Tuhan pula menjadi pengatur dan mengodratkan hukum kepada alam semesta sehingga
berlakunya hukum alam (rta) yang mengatur alam dengan segala isinya secara teratur dan
harmonis. Dalam kekuasaan inilah makhluk hidup menikmati suka-duka dalam usaha menuju
kelepasan.
Tuhan menciptakan alam ini adalah untuk kebahagiaan semua makhluk. Walaupun demikian,
dunia ini diciptakan lengkap dengan derita dan kebahagiaan dalam bentuk yang beraneka
ragam. Dapat tidaknya makhluk menikmati kebahagiaan di dunia ini sangat tergantung dari
benar tidaknya pengetahuan yang dimiliki oleh makhluk itu untuk melandasi hidupnya.
Atma
Nyaya juga mengakui adanya atma (jiwatma) yang menjadi penghidup semua makhluk
hidup. Makhluk hidup (manusia) terdiri dari badan, fikiran (manas) dan jiwa (atma). Jiwa itu
merupakan tenaga penggerak dan hidupnya makhluk hidup. Jumlah jiwatma tidak terbatas
serta bersifat kekal abadi, walaupun jiwa itu karena pengaruh karma sering mengalami suka
dan duka serta kelahiran kembali. Jiwātma menjadi mengalami penderitaan ataupun
kesenangan karena dilayani oleh manas (fikiran) yang melalui panca-indra senantiasa
menikmati panas-dinginnya, suka-dukanya maupun berbagai keadaan di dunia ini.

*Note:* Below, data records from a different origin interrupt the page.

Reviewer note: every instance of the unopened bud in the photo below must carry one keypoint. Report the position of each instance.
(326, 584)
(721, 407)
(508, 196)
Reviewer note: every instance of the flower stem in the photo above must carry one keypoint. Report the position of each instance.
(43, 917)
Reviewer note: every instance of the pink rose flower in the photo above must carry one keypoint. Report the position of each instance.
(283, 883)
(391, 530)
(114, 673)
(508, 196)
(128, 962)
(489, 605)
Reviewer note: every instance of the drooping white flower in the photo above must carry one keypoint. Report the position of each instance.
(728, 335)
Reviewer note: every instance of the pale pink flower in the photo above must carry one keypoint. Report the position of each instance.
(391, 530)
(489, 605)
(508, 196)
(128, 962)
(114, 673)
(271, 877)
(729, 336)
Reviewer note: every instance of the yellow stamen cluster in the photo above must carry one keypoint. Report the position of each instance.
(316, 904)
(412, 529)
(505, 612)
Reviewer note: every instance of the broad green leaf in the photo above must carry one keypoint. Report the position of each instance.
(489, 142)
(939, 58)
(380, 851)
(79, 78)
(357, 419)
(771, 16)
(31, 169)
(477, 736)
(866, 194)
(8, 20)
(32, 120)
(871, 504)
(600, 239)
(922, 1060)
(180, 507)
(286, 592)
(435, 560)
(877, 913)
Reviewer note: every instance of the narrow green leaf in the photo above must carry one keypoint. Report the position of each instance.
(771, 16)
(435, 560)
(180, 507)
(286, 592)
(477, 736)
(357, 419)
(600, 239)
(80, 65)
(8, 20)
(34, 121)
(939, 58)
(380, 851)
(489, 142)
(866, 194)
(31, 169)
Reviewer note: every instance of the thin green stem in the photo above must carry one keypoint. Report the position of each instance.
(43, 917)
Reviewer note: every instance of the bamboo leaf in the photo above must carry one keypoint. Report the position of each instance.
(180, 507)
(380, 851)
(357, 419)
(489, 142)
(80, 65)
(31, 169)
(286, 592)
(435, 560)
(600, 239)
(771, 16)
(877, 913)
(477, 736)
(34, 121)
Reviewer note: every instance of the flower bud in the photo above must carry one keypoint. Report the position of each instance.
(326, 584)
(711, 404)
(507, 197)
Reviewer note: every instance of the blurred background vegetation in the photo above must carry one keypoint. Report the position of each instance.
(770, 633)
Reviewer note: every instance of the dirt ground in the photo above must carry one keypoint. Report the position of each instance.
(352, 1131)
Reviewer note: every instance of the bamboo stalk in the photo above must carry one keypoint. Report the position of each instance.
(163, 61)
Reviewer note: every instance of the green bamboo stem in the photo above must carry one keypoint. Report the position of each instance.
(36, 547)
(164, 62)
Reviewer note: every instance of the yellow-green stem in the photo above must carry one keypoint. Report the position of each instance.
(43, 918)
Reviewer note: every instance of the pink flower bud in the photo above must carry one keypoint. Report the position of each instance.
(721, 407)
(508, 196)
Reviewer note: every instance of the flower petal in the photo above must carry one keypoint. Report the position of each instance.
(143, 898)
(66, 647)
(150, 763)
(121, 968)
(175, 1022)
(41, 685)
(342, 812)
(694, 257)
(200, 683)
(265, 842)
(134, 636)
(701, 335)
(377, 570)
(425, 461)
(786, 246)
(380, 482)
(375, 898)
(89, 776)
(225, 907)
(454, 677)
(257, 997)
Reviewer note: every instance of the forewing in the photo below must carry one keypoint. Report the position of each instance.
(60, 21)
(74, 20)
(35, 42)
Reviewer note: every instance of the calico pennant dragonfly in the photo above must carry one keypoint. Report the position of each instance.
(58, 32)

Nyaya juga meyakini kebenaran hukum karma sehingga menyatakan bahwa makhluk-
makhluk di dunia terikat akan hasil usahanya (karmanya). Karena keterikatan itu
menyebabkan jiwatma menjadi terbelenggu oleh hasil karmanya yang akhirnya
mengakibatkan makhluk mengalami suka dan duka (derita), jiwa mengalami kelahiran.
Selama jiwatma itu terikat akan phala karma, selama itu pula jiwatma akan mengalami
kelahiran. Hal itu disebabkan karena ketidaktahuan (awidya) terhadap kebenaran sejati.
Kelepasan
Kelepasan merupakan tujuan dari makhluk (manusia). Kelepasan akan dapat dicapai dengan
melalui pengetahuan yang benar dan sempurna. Pengetahuan akan didapat dari tuntunan
Tuhan melalui ajaranNya. Sebagai wujud dari kelepasan ialah terbebasnya jiwatma dari
kelahiran, kesenangan maupun penderitaan. Wujud dari kelepasan yaitu suatu keadaan yang
tidak terikat akan karma ataupun phala karma.
5) Sistim Mimamsa
Istilah “Mimamsa” berasal dari katadasar “man”, berarti berfikir, memperhatikan,
menimbang atau menyelidiki. Ditinjau dari segi Etimologi (ilmu asal kata) ia bermakna: ingin
berfikir; di sini menandakan suatu pemikiran pemeriksaan atau penyelidikan daripada Weda,
lantaran ia memperoleh suatu pandangan dalam pada Weda—Kebenaran Abadi, maka
digolongkan sebagai Darsana (Falsafat), yaitu istilah Sansekerta untuk falsafat, artinya
pandangan Kebenaran.
Pembina sistim Mimamsa ialah Jaimini. Mimamsa dibagi menjadi dua sistim, yakni
Purvamimamsa artinya, yang berurusan dengan bagian lebih dahulu dari pustaka Weda.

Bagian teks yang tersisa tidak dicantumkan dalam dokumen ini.